As a recap it was one neck of a bird season here in New Hampshire. In September we got out to a number of trials and had LJ win three derby stakes on wild birds in four starts. He didn’t have a bird in the fourth event and still got an honorable mention based on his race. Not sure if I’ll run him in any quail trials this spring as he really has nothing to prove and would rather spend the time breaking him for the fall championships. He’s definitely ready to be broke as he was getting close to that in September before the birds started falling out of the sky. Too warm at the beginning but we still got a lot of good shooting opportunities on both grouse and woodcock. The woodcock peaked around the third week of October and were pretty much gone by the end of the first week in November. They seemed to have a good nesting season this year and if they don’t get hammered my the weather down south, we should se plenty of birds back here in March and April. The spring weather is the largest determiner of bird populations for both grouse and woodcock in this area. From the bird counts the last couple weeks here there should be plenty of adult birds going into the winter and which will give us a healthy breeding population for the spring. The grouse numbers for next fall can go up or down significantly based on breeding success and brood size. For a simple example — imagine an area with 10 nesting hen grouse if the broods are small say 2-3 then your looking at gaining only 20 to 30 birds in that area. In instead you have perfect weather and great nesting conditions with double digit broods you could end up with 100 + birds in the same area. We’ve seen both kinds of nesting seasons and when it goes really bad you might as well quit hunting once the woodcock are gone in early November.

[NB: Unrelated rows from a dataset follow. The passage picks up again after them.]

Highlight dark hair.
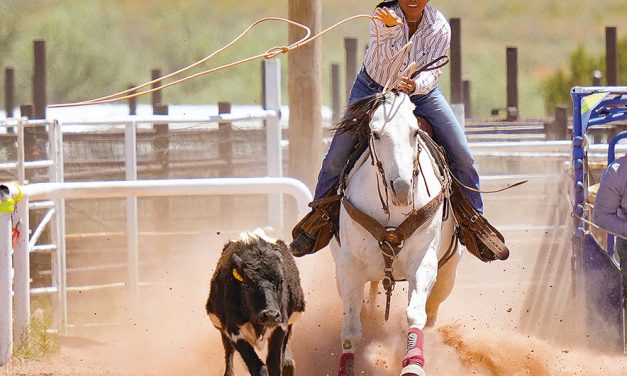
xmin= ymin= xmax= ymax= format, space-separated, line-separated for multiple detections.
xmin=377 ymin=0 xmax=398 ymax=8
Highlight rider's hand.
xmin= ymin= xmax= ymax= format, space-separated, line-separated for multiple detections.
xmin=396 ymin=77 xmax=416 ymax=95
xmin=374 ymin=7 xmax=403 ymax=27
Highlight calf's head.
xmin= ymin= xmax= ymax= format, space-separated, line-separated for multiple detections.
xmin=231 ymin=233 xmax=287 ymax=326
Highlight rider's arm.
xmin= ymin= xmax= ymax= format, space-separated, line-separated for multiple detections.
xmin=593 ymin=161 xmax=627 ymax=237
xmin=413 ymin=17 xmax=451 ymax=95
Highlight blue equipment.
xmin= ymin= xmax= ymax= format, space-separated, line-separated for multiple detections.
xmin=571 ymin=86 xmax=627 ymax=354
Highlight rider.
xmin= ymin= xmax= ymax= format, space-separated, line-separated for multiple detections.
xmin=290 ymin=0 xmax=494 ymax=256
xmin=593 ymin=155 xmax=627 ymax=296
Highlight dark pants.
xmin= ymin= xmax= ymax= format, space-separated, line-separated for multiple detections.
xmin=314 ymin=68 xmax=483 ymax=213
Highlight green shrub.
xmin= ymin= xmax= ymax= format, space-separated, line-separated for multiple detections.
xmin=13 ymin=309 xmax=60 ymax=359
xmin=542 ymin=39 xmax=627 ymax=113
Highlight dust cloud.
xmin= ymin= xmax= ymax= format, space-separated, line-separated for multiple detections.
xmin=0 ymin=197 xmax=627 ymax=376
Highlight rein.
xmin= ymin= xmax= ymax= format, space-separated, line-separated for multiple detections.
xmin=339 ymin=104 xmax=456 ymax=321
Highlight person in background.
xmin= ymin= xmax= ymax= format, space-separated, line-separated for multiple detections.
xmin=290 ymin=0 xmax=490 ymax=256
xmin=592 ymin=155 xmax=627 ymax=298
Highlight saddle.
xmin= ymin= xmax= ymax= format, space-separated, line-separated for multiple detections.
xmin=290 ymin=120 xmax=509 ymax=262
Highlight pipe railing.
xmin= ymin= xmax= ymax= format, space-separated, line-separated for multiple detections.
xmin=0 ymin=177 xmax=312 ymax=364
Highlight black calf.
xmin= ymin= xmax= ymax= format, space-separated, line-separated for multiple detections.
xmin=206 ymin=232 xmax=305 ymax=376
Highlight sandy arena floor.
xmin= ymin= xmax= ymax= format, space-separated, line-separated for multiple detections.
xmin=0 ymin=181 xmax=627 ymax=376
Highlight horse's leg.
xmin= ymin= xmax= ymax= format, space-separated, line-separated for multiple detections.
xmin=336 ymin=263 xmax=366 ymax=376
xmin=427 ymin=235 xmax=461 ymax=327
xmin=401 ymin=247 xmax=439 ymax=376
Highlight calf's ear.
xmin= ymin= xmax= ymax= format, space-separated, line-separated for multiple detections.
xmin=231 ymin=253 xmax=244 ymax=270
xmin=274 ymin=240 xmax=287 ymax=250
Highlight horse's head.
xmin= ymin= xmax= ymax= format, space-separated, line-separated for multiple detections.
xmin=337 ymin=92 xmax=419 ymax=206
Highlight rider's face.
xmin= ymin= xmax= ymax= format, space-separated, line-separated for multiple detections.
xmin=398 ymin=0 xmax=429 ymax=21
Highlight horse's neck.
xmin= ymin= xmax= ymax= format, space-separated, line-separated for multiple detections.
xmin=345 ymin=147 xmax=442 ymax=224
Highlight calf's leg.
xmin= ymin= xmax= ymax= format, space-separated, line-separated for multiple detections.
xmin=266 ymin=326 xmax=285 ymax=376
xmin=220 ymin=331 xmax=235 ymax=376
xmin=283 ymin=325 xmax=294 ymax=376
xmin=235 ymin=339 xmax=268 ymax=376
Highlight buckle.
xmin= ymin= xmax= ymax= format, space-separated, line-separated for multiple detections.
xmin=383 ymin=228 xmax=405 ymax=248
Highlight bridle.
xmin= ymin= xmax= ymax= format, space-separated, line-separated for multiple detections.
xmin=340 ymin=94 xmax=454 ymax=320
xmin=368 ymin=102 xmax=424 ymax=214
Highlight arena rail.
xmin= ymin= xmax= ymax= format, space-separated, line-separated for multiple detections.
xmin=0 ymin=177 xmax=312 ymax=365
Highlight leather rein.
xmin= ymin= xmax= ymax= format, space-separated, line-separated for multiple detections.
xmin=340 ymin=106 xmax=456 ymax=321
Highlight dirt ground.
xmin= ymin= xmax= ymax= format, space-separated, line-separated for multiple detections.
xmin=0 ymin=187 xmax=627 ymax=376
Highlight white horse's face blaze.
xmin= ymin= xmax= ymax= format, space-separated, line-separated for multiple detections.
xmin=370 ymin=94 xmax=418 ymax=206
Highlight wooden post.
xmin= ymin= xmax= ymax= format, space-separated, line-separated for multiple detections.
xmin=218 ymin=102 xmax=233 ymax=177
xmin=462 ymin=80 xmax=472 ymax=119
xmin=344 ymin=37 xmax=357 ymax=101
xmin=288 ymin=0 xmax=322 ymax=187
xmin=4 ymin=67 xmax=15 ymax=119
xmin=507 ymin=47 xmax=518 ymax=121
xmin=605 ymin=27 xmax=618 ymax=86
xmin=150 ymin=69 xmax=162 ymax=114
xmin=331 ymin=64 xmax=340 ymax=123
xmin=128 ymin=85 xmax=137 ymax=115
xmin=33 ymin=40 xmax=47 ymax=119
xmin=450 ymin=18 xmax=464 ymax=104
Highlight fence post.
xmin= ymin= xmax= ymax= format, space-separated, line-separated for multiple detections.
xmin=507 ymin=47 xmax=518 ymax=121
xmin=33 ymin=40 xmax=47 ymax=119
xmin=605 ymin=26 xmax=618 ymax=86
xmin=263 ymin=60 xmax=283 ymax=232
xmin=344 ymin=37 xmax=357 ymax=100
xmin=20 ymin=104 xmax=33 ymax=119
xmin=462 ymin=80 xmax=472 ymax=119
xmin=218 ymin=102 xmax=235 ymax=228
xmin=124 ymin=120 xmax=139 ymax=315
xmin=331 ymin=64 xmax=340 ymax=123
xmin=128 ymin=85 xmax=137 ymax=115
xmin=592 ymin=69 xmax=603 ymax=86
xmin=0 ymin=185 xmax=13 ymax=366
xmin=4 ymin=67 xmax=15 ymax=121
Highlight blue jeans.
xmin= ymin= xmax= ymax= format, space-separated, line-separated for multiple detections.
xmin=314 ymin=68 xmax=483 ymax=213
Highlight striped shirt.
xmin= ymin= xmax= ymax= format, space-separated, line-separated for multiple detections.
xmin=364 ymin=3 xmax=451 ymax=94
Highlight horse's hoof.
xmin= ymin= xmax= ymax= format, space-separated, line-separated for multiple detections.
xmin=401 ymin=363 xmax=426 ymax=376
xmin=337 ymin=353 xmax=355 ymax=376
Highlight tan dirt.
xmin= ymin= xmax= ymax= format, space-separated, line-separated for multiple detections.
xmin=0 ymin=198 xmax=627 ymax=376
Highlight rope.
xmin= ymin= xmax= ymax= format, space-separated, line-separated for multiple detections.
xmin=49 ymin=14 xmax=379 ymax=108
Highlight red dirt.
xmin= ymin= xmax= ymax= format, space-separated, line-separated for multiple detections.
xmin=0 ymin=214 xmax=627 ymax=376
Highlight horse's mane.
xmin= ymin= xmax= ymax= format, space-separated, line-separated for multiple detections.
xmin=331 ymin=93 xmax=384 ymax=140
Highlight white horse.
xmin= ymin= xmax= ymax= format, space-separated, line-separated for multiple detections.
xmin=331 ymin=92 xmax=462 ymax=376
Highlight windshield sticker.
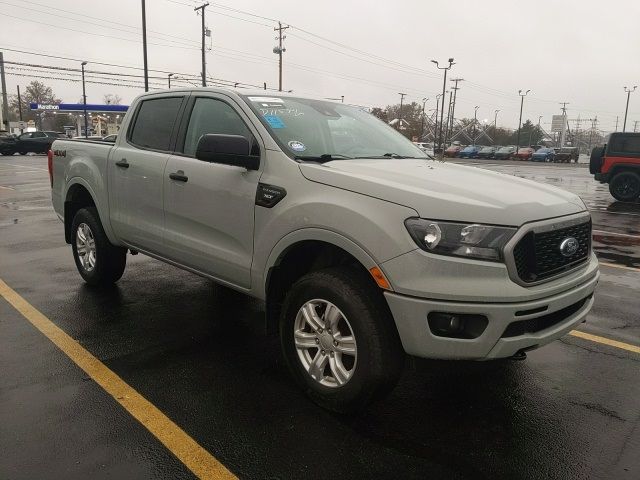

Speaking of Early November, the Grand National Grouse Championship will be returning to New Hampshire with Joe Dahl as stake manager. It starts the first Tuesday of the month and is an opportunity for anybody willing to walk for an hour to see the best competitive grouse dogs in the country.
On the breeding front, Steve Forrest dog Belle was bred to Jack on December 5th. Trip is still in the first stage of her heat cycle as she was still spotting yesterday and was not ready to stand. We are going to start progesterone testing tomorrow morning so we don’t miss her. Veronica is not responding to the ovuplant as quickly as expected and we are still waiting on her. In case she doesn’t get bred and/or so we’ll have more puppy options to look at we are looking at a second LJ litter. I gave Mark and Scott Forman a sister to Wild Apple Jack out of our last litter and she is four now. they named her Wild Apple Annie and I’ve arranged for her to come home to be bred to LJ. That gives us three possible litters for the spring. Wild Apple Jack X Indian Creek Triple Rail, Wild Apple LJ X Wild Apple Veronica, and Wild Apple LJ X Wild Apple Annie. I start accepting deposits once we get someone bred.